Idziemy dalej bulwarem Deshmoret e Kombit czyli Męczenników Narodu.
Po prawej tzw. Sky Tower z obrotową restauracją na dachu.
"Rzeka" Lana.
Dochodzimy do najbardziej chyba charakterystycznego budynku Tirany, czyli piramidy, dawnego mauzoleum Envera Hodży. Ponoć było tam też centrum kulturalno-konferencyjne, ale przedstawia to raczej opłakany stan.
Dzwon Pokoju widoczny przed piramidą, jak pisze przewodnik, został wytopiony z łusek pocisków wystrzelonych podczas rozruchów w 1997 roku.
Udaje mi się zajrzeć do środka, widać, że żadnego centrum kulturalnego raczej tu już nie ma.

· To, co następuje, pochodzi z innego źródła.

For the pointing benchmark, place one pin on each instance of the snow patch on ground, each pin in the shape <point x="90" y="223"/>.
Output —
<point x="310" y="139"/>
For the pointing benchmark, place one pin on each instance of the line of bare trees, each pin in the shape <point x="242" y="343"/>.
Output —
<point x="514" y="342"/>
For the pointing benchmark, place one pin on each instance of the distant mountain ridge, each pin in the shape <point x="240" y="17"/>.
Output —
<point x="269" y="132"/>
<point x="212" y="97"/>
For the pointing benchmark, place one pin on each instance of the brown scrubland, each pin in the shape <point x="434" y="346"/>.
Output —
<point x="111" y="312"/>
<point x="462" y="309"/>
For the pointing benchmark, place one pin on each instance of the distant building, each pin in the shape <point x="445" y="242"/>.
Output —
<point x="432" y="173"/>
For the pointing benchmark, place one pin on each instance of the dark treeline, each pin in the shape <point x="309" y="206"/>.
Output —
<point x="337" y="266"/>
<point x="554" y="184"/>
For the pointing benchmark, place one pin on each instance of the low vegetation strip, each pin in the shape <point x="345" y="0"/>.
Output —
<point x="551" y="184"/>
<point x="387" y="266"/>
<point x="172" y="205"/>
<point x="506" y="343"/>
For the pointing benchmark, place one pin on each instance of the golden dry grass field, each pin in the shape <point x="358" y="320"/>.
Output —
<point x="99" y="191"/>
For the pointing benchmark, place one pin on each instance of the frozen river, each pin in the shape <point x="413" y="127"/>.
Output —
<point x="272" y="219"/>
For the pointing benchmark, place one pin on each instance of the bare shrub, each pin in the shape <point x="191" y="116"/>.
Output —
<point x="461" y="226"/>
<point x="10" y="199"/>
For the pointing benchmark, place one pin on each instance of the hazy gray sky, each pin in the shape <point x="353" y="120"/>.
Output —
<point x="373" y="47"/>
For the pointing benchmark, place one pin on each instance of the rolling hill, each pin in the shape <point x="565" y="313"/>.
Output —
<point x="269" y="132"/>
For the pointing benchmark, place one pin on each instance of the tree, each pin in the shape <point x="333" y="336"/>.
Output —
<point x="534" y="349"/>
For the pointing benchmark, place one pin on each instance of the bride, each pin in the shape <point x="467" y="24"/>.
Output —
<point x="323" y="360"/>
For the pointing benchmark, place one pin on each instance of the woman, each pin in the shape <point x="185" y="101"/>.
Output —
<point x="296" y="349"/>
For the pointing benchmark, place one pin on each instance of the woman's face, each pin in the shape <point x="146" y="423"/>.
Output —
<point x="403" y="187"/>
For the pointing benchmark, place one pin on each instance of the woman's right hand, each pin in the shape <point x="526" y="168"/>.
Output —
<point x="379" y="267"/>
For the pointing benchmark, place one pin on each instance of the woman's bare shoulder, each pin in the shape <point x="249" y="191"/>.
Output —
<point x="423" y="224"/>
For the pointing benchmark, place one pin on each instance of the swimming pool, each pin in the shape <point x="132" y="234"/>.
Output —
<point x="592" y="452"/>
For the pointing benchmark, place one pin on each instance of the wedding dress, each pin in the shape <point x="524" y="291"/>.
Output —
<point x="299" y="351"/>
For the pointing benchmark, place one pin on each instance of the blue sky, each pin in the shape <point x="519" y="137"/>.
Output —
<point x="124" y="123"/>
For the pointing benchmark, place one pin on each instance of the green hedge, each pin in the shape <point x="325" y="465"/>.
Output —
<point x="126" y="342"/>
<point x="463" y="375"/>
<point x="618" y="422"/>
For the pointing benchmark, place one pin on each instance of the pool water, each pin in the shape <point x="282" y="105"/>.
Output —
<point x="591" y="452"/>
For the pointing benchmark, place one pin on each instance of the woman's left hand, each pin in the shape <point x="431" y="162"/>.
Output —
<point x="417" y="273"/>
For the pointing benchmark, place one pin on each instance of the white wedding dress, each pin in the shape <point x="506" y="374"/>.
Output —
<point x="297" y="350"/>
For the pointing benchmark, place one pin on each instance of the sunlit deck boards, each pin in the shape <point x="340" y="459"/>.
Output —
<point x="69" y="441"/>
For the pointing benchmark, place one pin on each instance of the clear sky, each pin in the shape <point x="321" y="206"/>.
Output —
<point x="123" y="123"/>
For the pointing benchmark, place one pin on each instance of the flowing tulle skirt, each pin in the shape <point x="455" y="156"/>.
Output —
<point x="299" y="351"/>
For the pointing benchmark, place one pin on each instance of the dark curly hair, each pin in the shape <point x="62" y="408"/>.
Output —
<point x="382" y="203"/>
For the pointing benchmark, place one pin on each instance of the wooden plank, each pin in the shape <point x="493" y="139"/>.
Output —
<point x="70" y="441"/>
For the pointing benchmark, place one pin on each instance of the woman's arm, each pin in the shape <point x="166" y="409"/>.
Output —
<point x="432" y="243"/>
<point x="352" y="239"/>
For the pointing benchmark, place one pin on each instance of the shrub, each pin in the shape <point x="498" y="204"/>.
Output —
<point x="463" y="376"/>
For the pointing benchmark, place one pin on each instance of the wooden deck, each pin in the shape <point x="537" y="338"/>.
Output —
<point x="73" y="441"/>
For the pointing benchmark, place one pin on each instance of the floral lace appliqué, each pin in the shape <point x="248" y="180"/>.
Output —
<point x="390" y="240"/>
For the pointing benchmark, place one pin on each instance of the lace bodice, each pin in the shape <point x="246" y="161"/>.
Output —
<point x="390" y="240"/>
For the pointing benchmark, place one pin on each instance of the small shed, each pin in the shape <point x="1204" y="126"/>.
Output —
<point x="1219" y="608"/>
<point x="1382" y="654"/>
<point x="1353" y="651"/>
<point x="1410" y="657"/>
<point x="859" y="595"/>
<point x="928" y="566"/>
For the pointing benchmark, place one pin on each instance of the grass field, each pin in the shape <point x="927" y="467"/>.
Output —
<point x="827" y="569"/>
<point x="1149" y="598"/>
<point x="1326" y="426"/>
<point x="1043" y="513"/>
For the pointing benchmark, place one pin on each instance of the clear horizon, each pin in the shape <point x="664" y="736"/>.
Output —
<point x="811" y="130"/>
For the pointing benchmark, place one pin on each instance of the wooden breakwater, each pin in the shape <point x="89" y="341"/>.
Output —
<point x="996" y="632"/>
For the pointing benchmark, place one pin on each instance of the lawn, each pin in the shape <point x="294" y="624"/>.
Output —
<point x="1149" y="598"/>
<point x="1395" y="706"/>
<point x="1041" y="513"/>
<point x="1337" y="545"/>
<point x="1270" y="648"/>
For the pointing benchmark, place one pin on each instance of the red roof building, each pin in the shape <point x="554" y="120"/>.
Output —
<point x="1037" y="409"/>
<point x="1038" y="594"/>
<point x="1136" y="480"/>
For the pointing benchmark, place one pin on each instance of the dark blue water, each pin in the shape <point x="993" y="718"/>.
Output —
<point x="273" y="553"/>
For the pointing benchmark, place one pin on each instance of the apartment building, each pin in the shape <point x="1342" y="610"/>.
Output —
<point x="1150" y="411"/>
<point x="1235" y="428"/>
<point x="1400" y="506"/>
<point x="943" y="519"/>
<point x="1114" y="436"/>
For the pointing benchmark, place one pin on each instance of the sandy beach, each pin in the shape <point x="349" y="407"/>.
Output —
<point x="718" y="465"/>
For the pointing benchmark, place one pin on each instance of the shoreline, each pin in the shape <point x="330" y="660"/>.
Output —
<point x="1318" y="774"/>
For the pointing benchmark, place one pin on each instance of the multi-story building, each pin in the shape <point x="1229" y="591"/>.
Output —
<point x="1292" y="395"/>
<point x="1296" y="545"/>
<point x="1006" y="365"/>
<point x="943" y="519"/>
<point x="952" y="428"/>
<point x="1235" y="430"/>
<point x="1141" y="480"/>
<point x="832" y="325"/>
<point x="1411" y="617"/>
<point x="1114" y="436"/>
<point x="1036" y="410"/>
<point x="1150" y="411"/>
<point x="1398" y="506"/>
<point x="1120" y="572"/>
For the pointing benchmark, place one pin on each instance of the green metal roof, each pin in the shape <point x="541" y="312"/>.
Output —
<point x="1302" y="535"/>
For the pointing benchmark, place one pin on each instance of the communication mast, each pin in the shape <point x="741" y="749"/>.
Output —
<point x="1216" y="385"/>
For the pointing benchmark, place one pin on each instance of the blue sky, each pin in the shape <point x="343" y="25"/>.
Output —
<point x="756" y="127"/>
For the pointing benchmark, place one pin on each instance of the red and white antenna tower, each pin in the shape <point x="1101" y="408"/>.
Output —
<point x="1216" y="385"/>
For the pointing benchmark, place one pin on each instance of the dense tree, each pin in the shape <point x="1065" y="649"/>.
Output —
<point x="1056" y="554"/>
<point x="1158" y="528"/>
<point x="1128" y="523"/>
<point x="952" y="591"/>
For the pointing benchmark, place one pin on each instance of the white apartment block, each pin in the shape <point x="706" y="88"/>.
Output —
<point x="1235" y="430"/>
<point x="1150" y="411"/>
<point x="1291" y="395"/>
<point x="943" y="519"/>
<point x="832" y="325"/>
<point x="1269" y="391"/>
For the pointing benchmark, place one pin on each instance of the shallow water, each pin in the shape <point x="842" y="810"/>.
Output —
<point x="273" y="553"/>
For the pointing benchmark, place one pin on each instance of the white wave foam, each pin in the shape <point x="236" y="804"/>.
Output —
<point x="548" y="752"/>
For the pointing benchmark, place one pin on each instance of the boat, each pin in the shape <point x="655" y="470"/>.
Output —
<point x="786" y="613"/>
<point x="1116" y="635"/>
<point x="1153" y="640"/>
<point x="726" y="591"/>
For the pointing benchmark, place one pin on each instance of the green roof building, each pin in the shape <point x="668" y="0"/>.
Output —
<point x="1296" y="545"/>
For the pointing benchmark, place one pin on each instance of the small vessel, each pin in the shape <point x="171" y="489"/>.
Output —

Nie możemy sobie odmówić wejścia na piramidę.
Przed piramidą dajemy synkowi podszkolić się w prowadzeniu pojazdu.
Idziemy dalej obok budynku Rady Ministrów.
A po drugiej stronie dawna siedziba Komitetu Centralnego.
Dochodzimy do Placu Matki Teresy gdzie znajduje się Uniwersytet.
Idziemy z powrotem w kierunku Placu Skanderbega.
Spacerujemy jeszcze trochę i na Plac wychodzimy tym razem z drugiej strony naprzeciw wierzy zegarowej i meczetu Ethem Beja.
Idziemy na drugą stronę Placu. Za meczetem kupujemy jeszcze kilka byrków z różnym nadzieniem, bardzo smacznych zresztą. Znajomy taksówkarz już na nas czeka. Jedziemy więc do dolnej stacji kolejki linowej, którą ponownie wjeżdżamy na górę.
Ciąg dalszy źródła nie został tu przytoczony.